Я слышал за спиной крики, но погони почему-то не было. Однако я все же предпринял попытку запутать следы, петляя по звериным тропам. Только к вечеру мы выбрались на дорогу и помчались в Париж. Те часы, что я провел в пути, отдаваясь бешеной скачке, я чув- ствовал себя совершенно счастливым. Ночь была светлая, лунная, небо растеклось безбрежным морем над головой, звезды мерцали, будто прозрачные камешки на дне священного родника. Ветер бил в лицо, размеренно стучали копыта. Несколько раз я придерживал фриза, переходя на рысь, но он сам, давно уже скучая в манеже, рвался вперед. Меня никто не преследовал, но у ворот Сент-Антуан меня ждали. Насмешливо улыбаясь, ее высочество призналась, что она ничем не рисковала, позволив мне эту маленькую прогулку.
Я не сверну с Венсеннской дороги. Я поеду к дочери.
Когда меня, избитого, растерзанного, бросили к ее ногам, она наклонилась и тихо спросила:
– Ты знаешь, что делают с беглыми каторжниками? Им на лбу выжигают две буквы, БК. И они носят этот знак до конца своей жизни. Чтобы все видели и знали, кто они и за что наказаны.
Ты тоже будешь носить знак, но другой.
Государственных преступников клеймят цветком лилии, а ты получишь от меня имя.
Римские рабы носили железные кольца с именами своих хозяев. Но кольцо можно снять, а ты свою отметину будешь носить вечно.
Она взмахнула рукой, и справа от меня что-то вспыхнуло, задвигалось. Я в ужасе отшатнулся. Это были две раскаленные докрасна переплетенные буквы: КА. Инициалы. Клотильда Ангулемская.
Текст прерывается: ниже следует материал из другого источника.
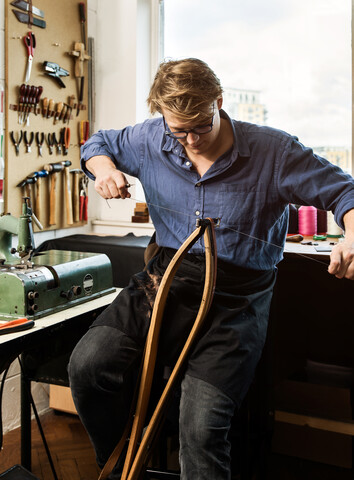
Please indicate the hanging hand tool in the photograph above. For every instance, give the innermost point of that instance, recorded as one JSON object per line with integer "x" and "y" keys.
{"x": 84, "y": 131}
{"x": 29, "y": 19}
{"x": 29, "y": 101}
{"x": 50, "y": 111}
{"x": 54, "y": 169}
{"x": 79, "y": 52}
{"x": 30, "y": 42}
{"x": 45, "y": 104}
{"x": 28, "y": 142}
{"x": 37, "y": 99}
{"x": 76, "y": 193}
{"x": 26, "y": 185}
{"x": 82, "y": 22}
{"x": 55, "y": 71}
{"x": 39, "y": 175}
{"x": 63, "y": 112}
{"x": 16, "y": 142}
{"x": 27, "y": 7}
{"x": 21, "y": 99}
{"x": 50, "y": 143}
{"x": 66, "y": 140}
{"x": 83, "y": 199}
{"x": 24, "y": 91}
{"x": 56, "y": 143}
{"x": 60, "y": 142}
{"x": 70, "y": 106}
{"x": 39, "y": 141}
{"x": 68, "y": 196}
{"x": 58, "y": 111}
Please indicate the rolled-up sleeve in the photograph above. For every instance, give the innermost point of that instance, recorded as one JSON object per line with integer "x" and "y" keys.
{"x": 123, "y": 147}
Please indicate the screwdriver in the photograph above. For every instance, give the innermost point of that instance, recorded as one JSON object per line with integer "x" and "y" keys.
{"x": 58, "y": 111}
{"x": 82, "y": 21}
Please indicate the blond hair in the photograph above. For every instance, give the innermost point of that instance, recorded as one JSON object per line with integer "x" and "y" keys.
{"x": 186, "y": 88}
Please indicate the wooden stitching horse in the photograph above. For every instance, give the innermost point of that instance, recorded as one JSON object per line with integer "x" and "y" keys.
{"x": 138, "y": 455}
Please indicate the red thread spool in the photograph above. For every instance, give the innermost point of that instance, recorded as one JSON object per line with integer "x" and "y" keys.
{"x": 321, "y": 222}
{"x": 307, "y": 220}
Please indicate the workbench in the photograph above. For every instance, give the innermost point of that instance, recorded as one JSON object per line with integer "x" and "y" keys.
{"x": 45, "y": 350}
{"x": 311, "y": 319}
{"x": 309, "y": 359}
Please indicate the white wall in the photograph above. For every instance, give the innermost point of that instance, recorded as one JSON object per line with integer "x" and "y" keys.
{"x": 122, "y": 36}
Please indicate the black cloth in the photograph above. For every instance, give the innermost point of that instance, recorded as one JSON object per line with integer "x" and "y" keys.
{"x": 234, "y": 332}
{"x": 126, "y": 253}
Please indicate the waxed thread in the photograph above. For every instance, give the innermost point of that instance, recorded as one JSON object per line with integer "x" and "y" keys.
{"x": 229, "y": 228}
{"x": 307, "y": 220}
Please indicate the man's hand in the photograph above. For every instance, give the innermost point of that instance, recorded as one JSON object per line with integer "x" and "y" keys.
{"x": 342, "y": 260}
{"x": 342, "y": 256}
{"x": 110, "y": 182}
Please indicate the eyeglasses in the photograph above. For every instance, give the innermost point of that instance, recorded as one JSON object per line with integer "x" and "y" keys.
{"x": 200, "y": 130}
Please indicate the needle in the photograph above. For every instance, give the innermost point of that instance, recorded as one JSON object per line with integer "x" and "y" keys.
{"x": 126, "y": 186}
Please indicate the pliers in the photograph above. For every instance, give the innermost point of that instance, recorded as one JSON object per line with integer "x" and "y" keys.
{"x": 16, "y": 143}
{"x": 83, "y": 199}
{"x": 40, "y": 140}
{"x": 50, "y": 142}
{"x": 28, "y": 142}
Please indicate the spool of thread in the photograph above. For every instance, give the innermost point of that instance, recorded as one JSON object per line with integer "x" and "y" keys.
{"x": 307, "y": 220}
{"x": 293, "y": 227}
{"x": 333, "y": 230}
{"x": 321, "y": 222}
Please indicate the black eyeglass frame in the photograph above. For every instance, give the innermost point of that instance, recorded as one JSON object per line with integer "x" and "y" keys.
{"x": 184, "y": 133}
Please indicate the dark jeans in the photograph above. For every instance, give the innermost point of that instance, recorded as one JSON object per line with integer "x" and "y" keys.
{"x": 104, "y": 364}
{"x": 102, "y": 397}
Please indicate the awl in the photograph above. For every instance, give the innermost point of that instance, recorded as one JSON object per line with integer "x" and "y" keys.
{"x": 25, "y": 6}
{"x": 24, "y": 18}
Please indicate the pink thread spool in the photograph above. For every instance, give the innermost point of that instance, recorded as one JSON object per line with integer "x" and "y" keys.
{"x": 307, "y": 220}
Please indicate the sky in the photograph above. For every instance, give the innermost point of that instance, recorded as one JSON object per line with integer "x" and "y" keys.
{"x": 297, "y": 53}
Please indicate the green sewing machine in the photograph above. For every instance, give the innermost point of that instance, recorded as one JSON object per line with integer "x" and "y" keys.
{"x": 36, "y": 286}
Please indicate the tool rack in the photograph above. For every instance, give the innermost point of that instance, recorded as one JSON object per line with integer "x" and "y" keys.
{"x": 54, "y": 43}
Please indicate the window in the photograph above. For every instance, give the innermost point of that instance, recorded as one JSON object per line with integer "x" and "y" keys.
{"x": 293, "y": 56}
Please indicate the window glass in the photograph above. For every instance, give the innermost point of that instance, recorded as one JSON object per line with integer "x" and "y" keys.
{"x": 283, "y": 64}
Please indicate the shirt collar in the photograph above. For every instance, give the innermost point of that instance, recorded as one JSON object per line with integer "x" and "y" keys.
{"x": 240, "y": 143}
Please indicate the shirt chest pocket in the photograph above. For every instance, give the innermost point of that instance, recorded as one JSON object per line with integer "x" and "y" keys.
{"x": 241, "y": 204}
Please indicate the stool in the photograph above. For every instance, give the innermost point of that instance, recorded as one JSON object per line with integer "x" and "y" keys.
{"x": 17, "y": 472}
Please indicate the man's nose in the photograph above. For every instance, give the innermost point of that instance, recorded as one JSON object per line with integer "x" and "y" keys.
{"x": 192, "y": 137}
В углу комнаты стояла жаровня с пылающими углями. Эти две буквы на длинном штыре только что плавились в этом огненном мареве, а теперь они двигались ко мне. Я сделал попытку вскочить, но меня схватили и повалили. Прижали к полу трое здоровенных лакеев. Откуда-то издалека донесся повелительный голос герцогини:
– Не сломайте ему ребра.
Мне показалось еще, что где-то рядом Анастази, уговаривает, угрожает. Но затем раскаленное железо впилось мне в плечо. Шипение и запах горелого мяса. Я задохнулся от боли, крик застрял в груди и обратился в хрип. Я ловил ртом воздух, не зная, как вдохнуть. А потом дурнота и спасительный обморок.
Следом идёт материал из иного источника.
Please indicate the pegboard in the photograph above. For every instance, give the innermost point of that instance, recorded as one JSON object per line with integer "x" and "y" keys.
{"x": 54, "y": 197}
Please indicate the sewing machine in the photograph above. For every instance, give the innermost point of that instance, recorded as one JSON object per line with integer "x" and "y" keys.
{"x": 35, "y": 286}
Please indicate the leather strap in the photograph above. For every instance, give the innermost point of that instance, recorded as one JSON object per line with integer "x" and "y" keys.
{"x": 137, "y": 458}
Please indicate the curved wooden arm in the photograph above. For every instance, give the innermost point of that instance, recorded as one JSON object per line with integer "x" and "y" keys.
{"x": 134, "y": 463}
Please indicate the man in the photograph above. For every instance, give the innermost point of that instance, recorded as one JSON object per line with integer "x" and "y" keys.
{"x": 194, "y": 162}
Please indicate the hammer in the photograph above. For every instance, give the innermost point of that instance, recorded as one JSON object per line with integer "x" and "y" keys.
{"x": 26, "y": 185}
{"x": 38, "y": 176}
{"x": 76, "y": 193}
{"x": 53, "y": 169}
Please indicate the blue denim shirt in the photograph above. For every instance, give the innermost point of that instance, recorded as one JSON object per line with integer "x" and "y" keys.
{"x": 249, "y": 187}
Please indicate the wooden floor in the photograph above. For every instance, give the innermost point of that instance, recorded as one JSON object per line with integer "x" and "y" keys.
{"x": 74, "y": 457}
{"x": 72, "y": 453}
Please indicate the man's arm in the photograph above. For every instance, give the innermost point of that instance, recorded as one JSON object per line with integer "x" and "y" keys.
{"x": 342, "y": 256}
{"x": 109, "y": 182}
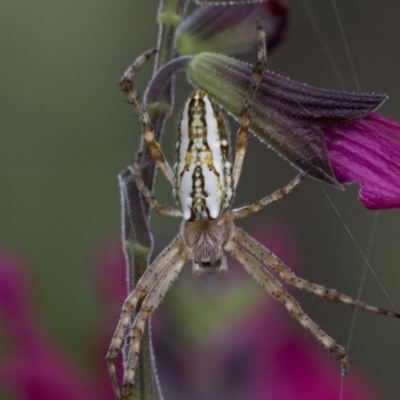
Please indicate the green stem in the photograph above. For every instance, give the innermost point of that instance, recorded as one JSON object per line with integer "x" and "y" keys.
{"x": 135, "y": 214}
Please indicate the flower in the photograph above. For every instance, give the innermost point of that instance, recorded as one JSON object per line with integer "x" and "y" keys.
{"x": 240, "y": 343}
{"x": 336, "y": 136}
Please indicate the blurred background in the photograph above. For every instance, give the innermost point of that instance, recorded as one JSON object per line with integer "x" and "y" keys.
{"x": 66, "y": 133}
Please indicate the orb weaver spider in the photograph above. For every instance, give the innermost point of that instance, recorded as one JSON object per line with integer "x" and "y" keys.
{"x": 204, "y": 183}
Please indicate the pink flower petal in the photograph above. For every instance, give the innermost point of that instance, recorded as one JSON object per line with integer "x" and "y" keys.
{"x": 368, "y": 152}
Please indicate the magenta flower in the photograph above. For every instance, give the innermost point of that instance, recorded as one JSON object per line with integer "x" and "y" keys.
{"x": 35, "y": 367}
{"x": 249, "y": 335}
{"x": 368, "y": 152}
{"x": 335, "y": 136}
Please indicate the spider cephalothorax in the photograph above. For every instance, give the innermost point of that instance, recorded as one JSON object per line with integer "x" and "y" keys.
{"x": 204, "y": 182}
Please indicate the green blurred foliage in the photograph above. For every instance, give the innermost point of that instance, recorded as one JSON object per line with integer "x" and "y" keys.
{"x": 65, "y": 134}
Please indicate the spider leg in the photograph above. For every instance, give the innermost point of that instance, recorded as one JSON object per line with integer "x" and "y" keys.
{"x": 273, "y": 263}
{"x": 147, "y": 127}
{"x": 242, "y": 137}
{"x": 149, "y": 279}
{"x": 278, "y": 292}
{"x": 260, "y": 204}
{"x": 147, "y": 195}
{"x": 153, "y": 298}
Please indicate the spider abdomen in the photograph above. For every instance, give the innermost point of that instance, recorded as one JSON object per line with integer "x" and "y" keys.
{"x": 203, "y": 171}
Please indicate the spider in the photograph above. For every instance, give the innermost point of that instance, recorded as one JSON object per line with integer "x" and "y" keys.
{"x": 204, "y": 182}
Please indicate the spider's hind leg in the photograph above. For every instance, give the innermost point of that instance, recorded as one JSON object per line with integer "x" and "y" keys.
{"x": 274, "y": 264}
{"x": 278, "y": 292}
{"x": 168, "y": 261}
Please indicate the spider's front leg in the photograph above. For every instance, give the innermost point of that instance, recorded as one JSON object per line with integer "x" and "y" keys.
{"x": 148, "y": 196}
{"x": 242, "y": 137}
{"x": 147, "y": 127}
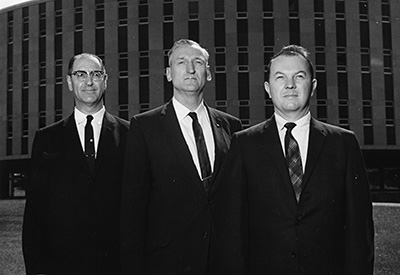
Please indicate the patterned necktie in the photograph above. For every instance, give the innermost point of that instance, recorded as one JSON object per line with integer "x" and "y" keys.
{"x": 204, "y": 160}
{"x": 89, "y": 143}
{"x": 293, "y": 160}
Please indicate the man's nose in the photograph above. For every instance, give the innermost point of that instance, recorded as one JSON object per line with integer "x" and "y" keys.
{"x": 190, "y": 67}
{"x": 290, "y": 83}
{"x": 89, "y": 80}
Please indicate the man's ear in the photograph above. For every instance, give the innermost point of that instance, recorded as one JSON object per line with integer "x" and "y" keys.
{"x": 69, "y": 81}
{"x": 267, "y": 88}
{"x": 314, "y": 86}
{"x": 209, "y": 75}
{"x": 168, "y": 74}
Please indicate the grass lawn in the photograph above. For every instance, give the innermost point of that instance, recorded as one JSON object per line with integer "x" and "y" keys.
{"x": 387, "y": 238}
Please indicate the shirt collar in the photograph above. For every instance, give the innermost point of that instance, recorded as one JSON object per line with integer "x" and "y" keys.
{"x": 182, "y": 112}
{"x": 300, "y": 123}
{"x": 97, "y": 117}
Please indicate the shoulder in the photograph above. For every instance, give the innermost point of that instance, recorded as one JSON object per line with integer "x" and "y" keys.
{"x": 330, "y": 129}
{"x": 119, "y": 122}
{"x": 334, "y": 132}
{"x": 55, "y": 127}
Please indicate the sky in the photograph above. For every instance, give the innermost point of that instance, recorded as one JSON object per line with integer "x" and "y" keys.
{"x": 7, "y": 3}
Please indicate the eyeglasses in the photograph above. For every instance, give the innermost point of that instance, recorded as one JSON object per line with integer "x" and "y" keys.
{"x": 83, "y": 75}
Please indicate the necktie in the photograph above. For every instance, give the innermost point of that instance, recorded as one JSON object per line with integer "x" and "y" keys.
{"x": 204, "y": 160}
{"x": 89, "y": 143}
{"x": 293, "y": 160}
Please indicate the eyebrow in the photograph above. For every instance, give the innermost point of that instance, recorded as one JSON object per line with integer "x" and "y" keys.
{"x": 301, "y": 71}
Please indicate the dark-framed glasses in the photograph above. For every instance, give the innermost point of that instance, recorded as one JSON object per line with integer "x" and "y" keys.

Очнулся я уже в своей комнате. Рядом возился Любен. Открыв глаза, сразу застонал от боли. Ломило обожженное плечо, и дико болела голова. Оливье дал мне макового настоя, но боль не утихала. Голова, казалось, увеличилась в размерах и обратилась в пылающий шар. Боль продолжалась и утром, и на следующий день. Оливье сказал, что это мигрень. И приступ будет длиться долго. Мне нужна тишина и полный покой. Пришлось прятаться в темноте, ибо свет вызывал такой удар боли, что я почти терял сознание. Есть я тоже не мог, ибо любой проглоченный кусок вызывал неукротимую рвоту. Я затыкал уши, но любой шум все равно отзывался мучительным эхом. Лишенный пищи и света, я медленно угасал. Что происходило за пределами этого клубка боли, я не ведал.
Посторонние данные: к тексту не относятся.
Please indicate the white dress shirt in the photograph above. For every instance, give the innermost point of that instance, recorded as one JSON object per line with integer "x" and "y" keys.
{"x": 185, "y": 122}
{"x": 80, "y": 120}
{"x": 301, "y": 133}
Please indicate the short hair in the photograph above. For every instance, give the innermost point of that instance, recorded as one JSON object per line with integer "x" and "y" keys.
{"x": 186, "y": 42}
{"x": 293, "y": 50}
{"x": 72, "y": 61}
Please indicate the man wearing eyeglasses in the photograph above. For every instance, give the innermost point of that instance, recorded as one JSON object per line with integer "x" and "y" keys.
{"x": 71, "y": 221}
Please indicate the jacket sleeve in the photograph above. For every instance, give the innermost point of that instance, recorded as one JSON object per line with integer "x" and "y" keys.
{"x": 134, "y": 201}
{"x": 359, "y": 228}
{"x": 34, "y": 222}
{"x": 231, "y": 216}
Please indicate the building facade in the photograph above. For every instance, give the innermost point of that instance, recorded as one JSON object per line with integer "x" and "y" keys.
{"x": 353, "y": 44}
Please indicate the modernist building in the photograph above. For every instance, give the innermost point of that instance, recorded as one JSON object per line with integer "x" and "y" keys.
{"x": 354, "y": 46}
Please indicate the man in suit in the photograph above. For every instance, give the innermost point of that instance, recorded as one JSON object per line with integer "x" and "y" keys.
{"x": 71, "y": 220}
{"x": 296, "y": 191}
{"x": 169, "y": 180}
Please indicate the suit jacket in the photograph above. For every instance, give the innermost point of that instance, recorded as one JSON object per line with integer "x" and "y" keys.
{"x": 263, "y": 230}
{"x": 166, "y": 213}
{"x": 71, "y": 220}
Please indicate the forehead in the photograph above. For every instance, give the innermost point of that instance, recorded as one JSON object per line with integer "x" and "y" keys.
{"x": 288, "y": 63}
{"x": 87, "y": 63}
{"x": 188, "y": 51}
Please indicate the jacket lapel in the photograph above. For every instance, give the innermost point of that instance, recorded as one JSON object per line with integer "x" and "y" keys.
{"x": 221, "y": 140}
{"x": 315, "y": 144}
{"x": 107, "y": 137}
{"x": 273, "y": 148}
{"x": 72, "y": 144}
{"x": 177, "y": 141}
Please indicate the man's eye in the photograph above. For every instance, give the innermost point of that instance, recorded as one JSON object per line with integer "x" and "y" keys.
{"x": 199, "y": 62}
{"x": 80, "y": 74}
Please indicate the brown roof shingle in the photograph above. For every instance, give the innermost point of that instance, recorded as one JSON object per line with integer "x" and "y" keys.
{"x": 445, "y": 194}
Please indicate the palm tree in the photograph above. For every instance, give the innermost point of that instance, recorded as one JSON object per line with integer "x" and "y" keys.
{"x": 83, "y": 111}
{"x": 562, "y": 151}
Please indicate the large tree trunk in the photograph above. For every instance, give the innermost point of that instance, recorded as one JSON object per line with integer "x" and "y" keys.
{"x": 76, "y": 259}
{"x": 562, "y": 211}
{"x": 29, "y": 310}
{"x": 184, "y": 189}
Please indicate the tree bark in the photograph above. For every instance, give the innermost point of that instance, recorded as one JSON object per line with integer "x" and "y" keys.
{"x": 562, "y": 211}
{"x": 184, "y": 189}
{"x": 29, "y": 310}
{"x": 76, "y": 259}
А происходило вот что. Герцогиня вновь испугалась. Она могла заклеймить меня, могла заковать в цепи, но права на смерть она лишить меня не могла.
Я вновь умирал, а этот побег при всем ее могуществе ей не удастся предотвратить. Здесь несокрушимая цитадель власти сыпалась, как карточный домик. Не было в ее арсенале средств, чтобы заставить меня жить. Она могла либо поспособствовать моей смерти либо… уступить. И она уступила.
Через несколько дней боли стихли, я смог слышать и видеть. Анастази, которая уже давно сидела рядом, не отпуская моей руки, тихо сказала, что немедленно отвезет меня к дочери. В ответ я попытался ей улыбнуться.
Перемирие длится уже полтора года. Герцогиня не препятствует моим свиданиям с дочерью, а я не пытаюсь бежать. Установившийся паритет ее, кажется, вполне устраивает, и она даже высказывает сожаление по поводу своей гневливости и моей попорченной шкуры. Но сделанного не воротишь, и на моем плече теперь красуется ее имя, знак владельца.